Chapitre 4

93 4 6
                                    

 Je rentre du travail. Il n'est pas très tard. 7H du matin. J'ai décidé de changer mes horaires et de travailler de nuit. Cela m'arrivait quelques fois mais maintenant, je ne fais que ça. C'est un nouveau rythme et il me convient pour le moment. J'ai pris cette décision très rapidement, en à peine 24h. Je passe plus de temps avec Antoine et les journées sont moins fatigantes. Je pense garder ce nouveau mode de travail même après la grossesse. Je peux me reposer plus tard et j'ai ma journée de libre. Étant donné que c'est le soir, il y a moins de patients. Les cas sont moins lourds et je laisse la place à ceux qui veulent travailler de jour. Je marche donc dans les rues, seule. Je n'ai pas peur de me retrouver face à un homme suspect. C'est une ville plutôt calme, il fait jour et à cette heure-ci, il n'y a personne dans les rues hormis les rares cafés qui ouvrent relativement tôt. Les habitants sont en train de dormir ou viennent tout juste de se réveiller pour le travail. J'envoie un message à Antoine pour le prévenir. Je sais qu'il dort encore mais il souhaite avoir un message quand je quitte l'hôpital, ça le rassure. Je peux le comprendre, c'est une sorte de sécurité. Si il ne me voit pas à son réveil, il saura qu'il m'est arrivé quelque chose.

Mes pas ralentissent en voyant une personne qui m'a l'air familière. Des années que je ne l'ai pas vu. Des années que nous ne nous sommes pas parlés. Je ne peux pas oublier son visage, je le vois tous les jours. Mon cœur s'emporte, sûrement d'excitation de la revoir. Un sourire se pose sur mes lèvres. Le hasard fait extrêmement bien les choses. J'en ai presque les larmes aux yeux rien qu'en l'observant. Vêtue d'une robe noire moulante avec un décolleté plutôt imposant, des chaussures à talons et d'un petit sac noir avec un anse en chaîne qui a probablement dû lui coûter cher en voyant le logo d'une grande enseigne de luxe, elle marche d'un pas rapide. Elle a l'air fatigué, comme si la nuit a été courte. Je ne peux m'empêcher de m'approcher, voulant lui parler, la serrer dans mes bras. Malgré toutes ses années d'absence, elle m'a extrêmement manqué.

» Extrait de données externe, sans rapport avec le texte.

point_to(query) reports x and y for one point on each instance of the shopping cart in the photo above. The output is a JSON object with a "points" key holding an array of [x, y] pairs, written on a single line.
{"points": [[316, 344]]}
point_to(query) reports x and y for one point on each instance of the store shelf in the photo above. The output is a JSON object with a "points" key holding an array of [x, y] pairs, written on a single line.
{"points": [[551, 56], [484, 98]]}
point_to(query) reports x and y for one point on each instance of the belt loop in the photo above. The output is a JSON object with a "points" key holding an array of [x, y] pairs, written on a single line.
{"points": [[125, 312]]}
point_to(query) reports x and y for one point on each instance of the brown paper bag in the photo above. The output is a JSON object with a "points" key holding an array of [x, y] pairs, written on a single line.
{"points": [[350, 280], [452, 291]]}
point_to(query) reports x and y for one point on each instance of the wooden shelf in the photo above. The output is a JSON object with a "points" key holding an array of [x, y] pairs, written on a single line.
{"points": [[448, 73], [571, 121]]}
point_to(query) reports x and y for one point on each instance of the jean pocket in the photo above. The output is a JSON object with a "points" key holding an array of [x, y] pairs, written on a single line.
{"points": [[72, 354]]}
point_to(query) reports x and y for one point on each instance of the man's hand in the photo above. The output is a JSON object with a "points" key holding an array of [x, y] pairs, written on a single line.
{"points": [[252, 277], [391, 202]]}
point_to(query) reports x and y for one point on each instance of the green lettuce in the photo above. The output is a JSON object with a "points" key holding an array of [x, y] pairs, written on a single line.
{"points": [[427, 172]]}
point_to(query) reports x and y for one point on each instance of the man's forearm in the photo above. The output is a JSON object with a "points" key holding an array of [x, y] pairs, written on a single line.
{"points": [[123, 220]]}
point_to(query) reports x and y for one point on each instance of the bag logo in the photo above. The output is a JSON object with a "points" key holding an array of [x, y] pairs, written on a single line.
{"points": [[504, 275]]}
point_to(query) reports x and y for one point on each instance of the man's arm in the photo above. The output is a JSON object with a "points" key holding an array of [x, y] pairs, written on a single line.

- Margot ? Demandé-je en posant ma main sur son épaule.

La jeune femme se retourne et s'arrête brusquement, surprise de me voir. Je souris encore plus en la voyant aussi près de moi, en chair et en os. Je la prends aussitôt dans mes bras, si heureuse de la revoir après tant d'années. Elle me serre à son tour, sûrement de bonheur également.

- Manon ! s'exclame-t-elle.

- Ça fait si longtemps ! Je ne m'attendais pas à te voir après toutes ses années d'absence. Comment tu vas ?

- Bah bien. Très bien. Je suis arrivée ici il y a deux ou trois jours.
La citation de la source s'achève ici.